Staff told us how they ensured the premises and equipment were clean and well maintained. They demonstrated knowledge and awareness of infection prevention and control processes although improvements were required. Staff told us that single use items were not reprocessed.

The practice appeared clean and there was an effective schedule in place to ensure it was kept clean. Staff followed infection control principles, but the use of personal protective equipment (PPE) needed improvement. We observed the dental nurse carrying out decontamination duties without donning a disposable apron or adequate eye protection prior to scrubbing contaminated instruments. Hazardous waste was disposed of safely. However, the clinical waste was stored in a cupboard that was accessible to patients. Following the inspection, the provider ensured clinical waste awaiting collection was stored in a locked cupboard.,. We observed the decontamination of used dental instruments, improvements were required to align procedures with national guidance.
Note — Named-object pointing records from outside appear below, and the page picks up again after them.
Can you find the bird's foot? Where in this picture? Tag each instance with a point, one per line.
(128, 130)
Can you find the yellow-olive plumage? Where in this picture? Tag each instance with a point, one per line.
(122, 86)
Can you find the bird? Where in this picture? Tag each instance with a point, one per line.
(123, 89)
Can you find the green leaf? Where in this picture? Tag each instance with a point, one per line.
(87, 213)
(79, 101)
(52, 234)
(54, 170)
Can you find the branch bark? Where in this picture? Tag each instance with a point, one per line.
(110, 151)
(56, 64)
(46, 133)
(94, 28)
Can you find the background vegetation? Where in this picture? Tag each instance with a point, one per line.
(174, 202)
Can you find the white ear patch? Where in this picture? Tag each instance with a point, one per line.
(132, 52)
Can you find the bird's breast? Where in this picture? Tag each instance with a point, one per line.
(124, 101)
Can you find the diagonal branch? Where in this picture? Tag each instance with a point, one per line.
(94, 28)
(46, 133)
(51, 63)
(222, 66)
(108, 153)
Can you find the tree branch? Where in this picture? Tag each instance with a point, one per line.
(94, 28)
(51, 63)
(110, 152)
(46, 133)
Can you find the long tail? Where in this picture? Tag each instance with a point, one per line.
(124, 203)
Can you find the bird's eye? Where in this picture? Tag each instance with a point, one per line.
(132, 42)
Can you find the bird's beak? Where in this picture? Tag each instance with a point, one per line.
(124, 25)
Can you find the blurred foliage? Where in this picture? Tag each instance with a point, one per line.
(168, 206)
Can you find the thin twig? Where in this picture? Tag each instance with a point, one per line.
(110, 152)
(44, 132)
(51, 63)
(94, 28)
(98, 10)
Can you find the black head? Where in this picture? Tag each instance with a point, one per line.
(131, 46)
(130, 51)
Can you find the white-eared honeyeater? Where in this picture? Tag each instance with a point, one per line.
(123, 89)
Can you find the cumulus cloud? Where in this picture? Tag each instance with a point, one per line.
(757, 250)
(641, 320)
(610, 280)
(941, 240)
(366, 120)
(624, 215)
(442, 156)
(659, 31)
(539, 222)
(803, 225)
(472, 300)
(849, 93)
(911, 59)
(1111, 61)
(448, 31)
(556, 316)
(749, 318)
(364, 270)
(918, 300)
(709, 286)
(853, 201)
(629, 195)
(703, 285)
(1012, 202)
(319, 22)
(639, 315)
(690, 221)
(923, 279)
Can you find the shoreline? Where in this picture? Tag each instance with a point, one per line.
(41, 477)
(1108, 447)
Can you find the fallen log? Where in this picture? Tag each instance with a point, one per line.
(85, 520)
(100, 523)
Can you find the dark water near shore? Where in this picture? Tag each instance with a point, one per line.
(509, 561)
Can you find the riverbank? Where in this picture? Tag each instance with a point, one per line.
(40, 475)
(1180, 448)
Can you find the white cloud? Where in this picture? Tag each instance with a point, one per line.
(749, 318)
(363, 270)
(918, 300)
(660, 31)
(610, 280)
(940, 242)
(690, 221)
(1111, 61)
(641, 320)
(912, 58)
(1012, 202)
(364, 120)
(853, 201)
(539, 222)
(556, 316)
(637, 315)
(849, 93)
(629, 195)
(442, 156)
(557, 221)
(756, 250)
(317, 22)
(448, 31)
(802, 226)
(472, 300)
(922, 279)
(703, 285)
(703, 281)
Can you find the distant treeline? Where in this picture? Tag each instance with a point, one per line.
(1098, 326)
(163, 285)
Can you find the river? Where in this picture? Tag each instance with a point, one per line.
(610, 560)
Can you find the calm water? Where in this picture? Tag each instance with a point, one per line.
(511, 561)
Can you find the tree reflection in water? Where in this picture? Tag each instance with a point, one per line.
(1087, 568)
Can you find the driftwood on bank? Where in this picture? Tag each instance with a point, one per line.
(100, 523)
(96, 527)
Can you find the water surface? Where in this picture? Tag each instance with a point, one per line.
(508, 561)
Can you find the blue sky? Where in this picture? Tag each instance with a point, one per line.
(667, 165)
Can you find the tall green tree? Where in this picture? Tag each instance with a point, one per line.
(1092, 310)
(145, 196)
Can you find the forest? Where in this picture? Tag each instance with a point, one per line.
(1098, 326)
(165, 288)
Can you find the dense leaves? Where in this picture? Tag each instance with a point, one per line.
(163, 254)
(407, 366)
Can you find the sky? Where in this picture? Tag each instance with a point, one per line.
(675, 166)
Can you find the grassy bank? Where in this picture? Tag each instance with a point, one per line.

In particular, we observed that instruments were scrubbed without being submerged, increasing the risk of contaminated aerosol. Following our feedback, the provider addressed this with staff to ensure the decontamination of contaminated instruments was completed correctly.

The practice had infection control procedures which broadly reflected published guidance and the equipment in use was maintained and serviced. Staff had appropriate training, and the practice completed infection prevention and control (IPC) audits which required improvement. The audits were carried out annually instead of at 6-monthly intervals in line with current guidance and more care was required to ensure they were completed accurately to reflect the processes and identify where improvement was required. The practice had some procedures to reduce the risk of Legionella, or other bacteria, developing in water systems, in line with a risk assessment. We noted that the risk assessment was suitable for domestic premises only and had therefore not identified the need to monitor the temperature of water at sentinel outlets on a monthly basis. Following our feedback, a suitable risk assessment was carried out by a competent person. The practice had policies and procedures in place to ensure clinical waste was segregated appropriately in line with guidance.

Medicines optimisation

Regulations met

The judgement for Medicines optimisation is based on the latest evidence we assessed for the Safe key question.